Philip Köster stellte im Alter von 14 mit einem Sprung von 18 Metern einen Weltrekord auf © imago

Der Teenager verteidigt seinen Titel im Windsurfen und wandert auf den Spuren seines großen Idols Robby Naish.

Klitmöller - Gerade volljährig und schon zweimal Weltmeister:

Windsurfer Philip Köster hat erneut Sportgeschichte geschrieben und seinen WM-Titel erfolgreich verteidigt.

Eine Woche vor dem Weltcup-Finale auf Sylt zog der 18-Jährige im dänischen Klitmöller in den Endlauf ein und liegt dadurch in der Weltrangliste uneinholbar in Führung.

Bereits im vergangenen Jahr hatte sich Köster in Dänemark als erster Deutscher überhaupt die WM-Krone seines Sports gesichert.

"Es fühlt sich richtig gut an, den Titel verteidigt zu haben.

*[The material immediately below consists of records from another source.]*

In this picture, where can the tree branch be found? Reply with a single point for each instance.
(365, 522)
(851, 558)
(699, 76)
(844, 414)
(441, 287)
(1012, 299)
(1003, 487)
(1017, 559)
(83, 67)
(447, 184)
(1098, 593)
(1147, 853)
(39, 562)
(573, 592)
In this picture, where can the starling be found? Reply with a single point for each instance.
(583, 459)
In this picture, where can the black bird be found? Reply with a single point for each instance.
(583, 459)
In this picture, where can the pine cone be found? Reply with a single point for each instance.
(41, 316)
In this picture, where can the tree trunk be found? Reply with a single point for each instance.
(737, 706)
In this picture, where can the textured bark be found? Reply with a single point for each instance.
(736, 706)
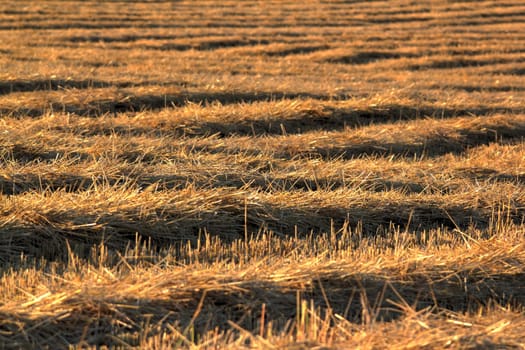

Aber es war auch schwieriger als im letzten Jahr", sagte der gebürtige Hamburger.

Finale reicht zum WM-Titel

Dabei hatte es zunächst nicht danach ausgesehen, als könnte Köster erneut schon vorzeitig jubeln. Nach der Vorrunde in Klitmöller, in der Surferszene nur "Cold Hawaii" genannt, lag der Shootingstar nur auf Rang vier.

Doch mit Siegen gegen die Brasilianer Kauli Seadi und Ricardo Campello erreichte der Teenager das Halbfinale. Dort hatte der Weltranglisten-Zweite Victor Fernandez Lopez (Spanien) keine Chance gegen Köster.

Den Endlauf gegen den Franzosen Thomas Traversa verlor der junge Deutsche zwar, für die Titelvergabe spielte dies aber keine Rolle mehr.

Auf den Spuren von Robby Naish

Mit seinem zweiten Titel in Folge surft der Auswanderer-Sohn, der mit seinen Eltern in Vargas auf Gran Canaria lebt, weiter auf der Erfolgswelle.

Im Vorjahr hatte sich der damals 17-Jährige zum zweitjüngsten Weltmeister der Geschichte des Windsurf-Weltverbands PWA nach Robby Naish gekrönt.

Die Surf-Legende aus Kalifornien hatte im Alter von 13 Jahren den ersten seiner insgesamt 24 WM-Titel gewonnen.

Eltern reisen zu jedem Wettkampf

In einem Atemzug mit Naish genannt zu werden, ist für Köster immer noch etwas Besonderes. Der heute 49-Jährige ist das große Idol des deutschen Surf-Wunderkindes.

Dass er seinem Vorbild nacheifern kann, hat Köster vor allem seiner Familie zu verdanken, die ihn seit frühester Jugend unterstützt und seine Karriere behutsam aufgebaut hat.

Seine Heimat, die schroffe Felsenküste von Vargas, dient ihm dabei als Trainingszentrum und Zufluchtsort zugleich. Seine Eltern, die 1980 auf die spanische Insel auswanderten, begleiten ihren Sohn zu jedem Wettkampf und stehen ihm stets unterstützend zur Seite.

Saisonabschluss auf Sylt

Wie im Vorjahr darf Köster nun bei seinem "Heimspiel", dem Saisonfinale auf Sylt, den WM-Pokal vor heimischem Publikum in Empfang nehmen: "Damals jubelten mir Tausende zu, es war der schönste Moment in meinem Leben. Auf dieses Gänsehaut-Feeling freue ich mich heute schon."

Ein Sieg beim größten Windsurf-Event der Welt soll nun "die Krönung einer perfekten Saison" werden. Im vergangenen Jahr jubelten 230.000 Zuschauer den 121 Teilnehmern aus 31 Nationen zu.

Die würdige Bühne für den letzten Saisonauftritt eines Weltmeisters.